For the chronically ill, any day that we can accomplish a task, no matter how small, is a “good” day! Our lives are often measured in terms of doctor’s visits and lab work, and our “success” measured by a rise in Natural Killer cell counts in our blood, or actually completing an entire load of laundry in just one day. Please do not look at us as if we are joking when we share these celebratory moments with you. Celebrate with us, be happy with us, and do not kill the moment by announcing that you just completed the Ironman Triathlon in record time.

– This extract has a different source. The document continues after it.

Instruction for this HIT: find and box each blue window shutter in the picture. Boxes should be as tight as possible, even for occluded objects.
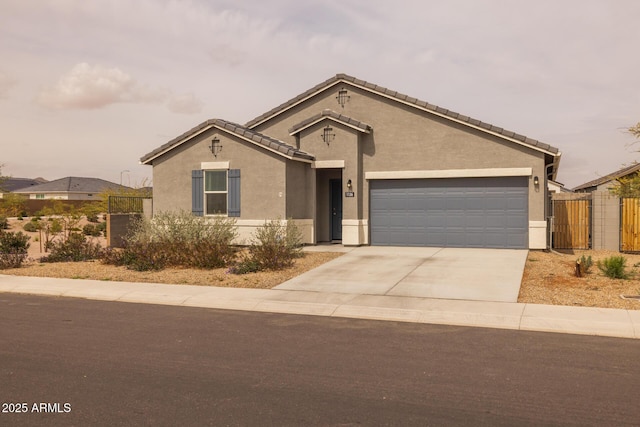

8. Thou Shalt Offer Thy Specific Help.
There are so many ways to help — the most difficult part is usually getting a chronically-ill person to accept that help. They do not want to feel like a “burden”. If you offer a vague, “Call me if I can help,” the call will probably never come. But if you are sincere, consider extending offers of specific help, such as a ride to a doctor’s appointment, or picking up a few groceries or the dry cleaning. These activities can be done in a way that does not add any extra burden to your own schedule. If you have to go to the grocery store for your own family, it really isn’t much extra work to grab an additional loaf of bread and jug of milk. If you have to swing by the post office, getting an extra roll of stamps or mailing an additional package isn’t much extra effort for you – but it can save a chronically-ill individual a lot of time, energy, and exacerbation of symptoms.

9. Thou Shalt Remember Important Events.
I’m not just talking about birthdays and Christmas. A major doctor’s appointment, lab test, or new medication are all important events to the chronically-ill person. Try to sincerely ask, “How was your appointment? How did the lab test go? How’s your new medication?” The chronically-ill person will appreciate that you remembered, and that you cared enough to ask about it.

10. Thou Shalt Get To Know The Person Behind The Illness.
The illness may be a part of us, but it’s not a part of who we ARE. We want to be known as more than “that sick person”. You may discover that we have a wickedly funny sense of humor, a creative imagination, musical talents, or any number of things that better describe who we are, and what we would rather be remembered for. (It makes for better gift ideas too — rather than presenting us with yet another self-help book on the power of positive thinking, now you can give us a CD from our favorite singer or movie of our favorite actor instead.)

Most of all, please remember that the chronically-ill person is more than worthy of love, friendship, and support. Most chronically-ill people I know are the toughest nuts I have ever met. Indeed, I have come to believe that a chronic illness is not for wimps – rather, only the toughest of the tough can continually face the struggles of life while battling a debilitating disease. That kind of grit deserves nothing less than pure respect and admiration, even from our toughest critic — ourselves.